Taking into account the latest evolutions, it is important to see that the members of the “We Continue the Change”, and their former coalition partners from 2021-2022, “Democratic Bulgaria” are engaged in complex negotiations to form a coalition for the April elections. “This is the first step towards the unification of the forces of good that belong to all communities and democratic parties, and the people involved in different causes that support the idea of a prosperous Bulgaria” stated the former Bulgarian Prime-Minister, Kiril Petkov Petkov, on the 28th January 2023. This party favours the West, NATO and the EU, and is a centre-left party, while Democratic Bulgaria is a centre-right party.
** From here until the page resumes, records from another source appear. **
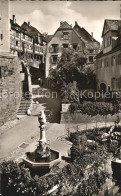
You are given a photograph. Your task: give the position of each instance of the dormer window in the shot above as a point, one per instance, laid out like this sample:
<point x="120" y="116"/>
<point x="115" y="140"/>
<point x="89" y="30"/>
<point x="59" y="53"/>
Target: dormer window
<point x="65" y="35"/>
<point x="0" y="73"/>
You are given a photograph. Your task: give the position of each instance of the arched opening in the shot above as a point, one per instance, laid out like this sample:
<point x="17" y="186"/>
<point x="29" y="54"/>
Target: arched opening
<point x="103" y="87"/>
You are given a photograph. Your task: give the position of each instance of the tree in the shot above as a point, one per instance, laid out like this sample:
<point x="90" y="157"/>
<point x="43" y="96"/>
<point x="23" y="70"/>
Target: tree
<point x="72" y="67"/>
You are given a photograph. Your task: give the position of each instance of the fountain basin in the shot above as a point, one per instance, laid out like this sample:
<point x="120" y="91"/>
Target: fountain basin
<point x="44" y="163"/>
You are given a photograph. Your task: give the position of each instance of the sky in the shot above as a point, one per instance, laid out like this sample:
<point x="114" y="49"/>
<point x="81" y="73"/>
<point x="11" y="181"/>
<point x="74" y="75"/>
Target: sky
<point x="47" y="15"/>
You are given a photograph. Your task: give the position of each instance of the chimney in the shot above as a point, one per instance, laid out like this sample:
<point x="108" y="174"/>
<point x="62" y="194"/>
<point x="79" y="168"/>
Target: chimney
<point x="75" y="22"/>
<point x="13" y="18"/>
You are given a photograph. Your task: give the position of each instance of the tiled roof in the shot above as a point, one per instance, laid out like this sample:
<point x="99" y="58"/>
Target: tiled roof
<point x="113" y="24"/>
<point x="48" y="38"/>
<point x="64" y="25"/>
<point x="83" y="34"/>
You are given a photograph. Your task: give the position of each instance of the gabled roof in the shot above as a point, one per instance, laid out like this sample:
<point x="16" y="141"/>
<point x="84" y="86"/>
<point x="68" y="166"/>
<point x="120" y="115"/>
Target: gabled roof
<point x="48" y="38"/>
<point x="32" y="30"/>
<point x="64" y="25"/>
<point x="83" y="34"/>
<point x="112" y="25"/>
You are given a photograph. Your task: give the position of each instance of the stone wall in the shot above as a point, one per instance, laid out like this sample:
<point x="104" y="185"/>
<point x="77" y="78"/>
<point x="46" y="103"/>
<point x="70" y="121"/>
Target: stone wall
<point x="10" y="87"/>
<point x="77" y="117"/>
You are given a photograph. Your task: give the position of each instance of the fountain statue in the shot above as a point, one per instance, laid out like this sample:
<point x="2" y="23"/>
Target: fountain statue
<point x="42" y="157"/>
<point x="42" y="150"/>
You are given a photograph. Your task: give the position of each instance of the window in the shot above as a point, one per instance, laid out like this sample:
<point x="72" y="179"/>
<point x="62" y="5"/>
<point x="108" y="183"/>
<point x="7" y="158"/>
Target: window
<point x="65" y="45"/>
<point x="55" y="47"/>
<point x="1" y="36"/>
<point x="66" y="35"/>
<point x="54" y="59"/>
<point x="91" y="51"/>
<point x="75" y="46"/>
<point x="91" y="59"/>
<point x="16" y="43"/>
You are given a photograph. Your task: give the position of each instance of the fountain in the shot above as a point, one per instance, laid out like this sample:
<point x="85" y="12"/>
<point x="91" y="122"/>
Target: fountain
<point x="43" y="157"/>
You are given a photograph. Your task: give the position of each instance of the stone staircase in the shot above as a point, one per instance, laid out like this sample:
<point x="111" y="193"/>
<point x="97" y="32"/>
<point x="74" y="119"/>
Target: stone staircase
<point x="24" y="106"/>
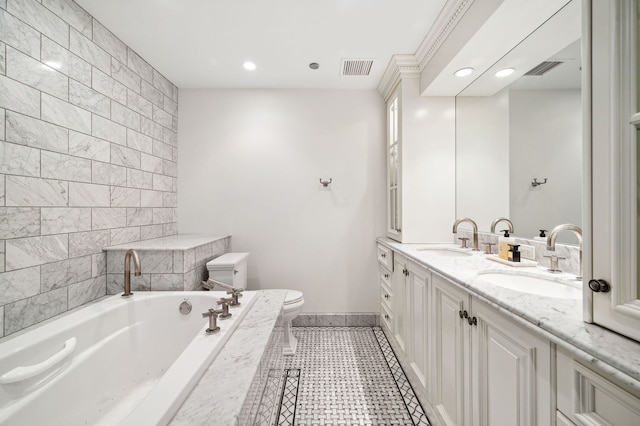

Their opponents are getting closer to one another. By the end of 2022, GERB and its allies from the Movement for Rights and Freedoms, and their traditional BSP opponents united to change the electoral code.

On the 27th January 2023, the same parties, and the pro-Kremlin parties, Bulgarian Rise (national conservative party) and Revival (ultranationalist party) voted against changing the domestic violence law, that Democratic Bulgaria (a three party alliance) submitted – an action condemned by the human rights groups from the country. Besides, it coincided with the murder of a woman, who was killed by her partner.

It became obvious that Bulgaria is going through a very difficult time since different ideologies keep on dividing the Parliament in Sofia. On the 1st February 2023, when Bulgaria commemorated the victims of the communist era, when the MPs took a moment of silence, the members of both the BSP, the successor of the former communist governing party, and the Bulgarian Rise left Parliament Hall. On the same day, Bulgaria recognised the Holodomor, the famine between 1932 and 1933, from Soviet Ukraine, as a mass genocide, a stand saluted by the Ukrainian President, Volodymyr Zelensky. The pro-Russian political party, Bulgarian Rise voted against the motion, while the socialists abstained.

As a conclusion, we can say that the current Bulgarian Prime Minister, Galab Donev, will remain the head of the acting Bulgarian government, until the general elections on the 2nd April 2023. The government crisis in Bulgaria has been endangering its Schengen accession, and the implementation of the Recovery and Resilience Plan. Political instability makes experts question the introduction of the euro, planned for 2024.